I'd like to prove that $\tilde{H}_n(X \cup CA) \simeq H_n(X,A)$, where $CA$ denotes the cone of $A$, i.e $CA = A \times I / A \times \{0\}$ where $A$ is a subset of $X$ topological space.
The first step in order to do so is to prove the following isomorphism $\tilde{H}_n(X \cup CA) \simeq H_n(X \cup CA,CA)$. Since $CA$ is contractible I thought of taking the long exact sequence of the pair and i get $$\longrightarrow H_n(CA) \longrightarrow H_n(X \cup CA) \longrightarrow H_n(X \cup CA,CA) \longrightarrow H_{n-1}(CA)\longrightarrow$$
So if $n-1 \ne 0$ i.e $n > 1$ since $H_i(CA) = 0$ we have the $\tilde{H}_n(X \cup CA) \simeq H_n(X \cup CA,CA)$ since for those $n, \hspace{0.1cm} \tilde{H}_n(X \cup CA) \simeq H_n(X \cup CA)$.
Here is where I got stuck, since the terms are no longer $0$ I don't know how to continue in the case $n=0,n=1$. Any help would be appreciated.
The long exact sequence has two variants: One for unreduced homology groups ands one for reduced homology groups.
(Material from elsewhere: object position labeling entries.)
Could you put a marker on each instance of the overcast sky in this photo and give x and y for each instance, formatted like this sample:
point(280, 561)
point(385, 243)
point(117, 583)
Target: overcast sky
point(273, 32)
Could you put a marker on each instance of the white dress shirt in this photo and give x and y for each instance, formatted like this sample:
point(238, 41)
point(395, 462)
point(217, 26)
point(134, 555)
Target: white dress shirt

The latter is $$\dots \to \tilde H_n(A) \to \tilde H_n(X) \to H_n(X,A) \to \tilde H_{n-1}(A) \to \dots $$ Note that $\tilde H_n(Y) = H_n(Y)$ for $n > 0$. See see Hatcher's "Algebraic Topology" p.118 and Suppose that $X$ is a topological space and $x_0\in X$. Prove that $\widetilde{H_n}(X)=H_n(X,x_0)$ for all $n\geq 0$..
Now look at $$H_1(CA) \to H_1(X \cup CA) \to H_1(X \cup CA, CA) \to \tilde H_0(CA) \to \tilde H_0(X \cup CA) \to H_0(X \cup CA,CA) \to 0 $$ Since $H_1(CA) = \tilde H_0(CA) = 0$, you get the desired result.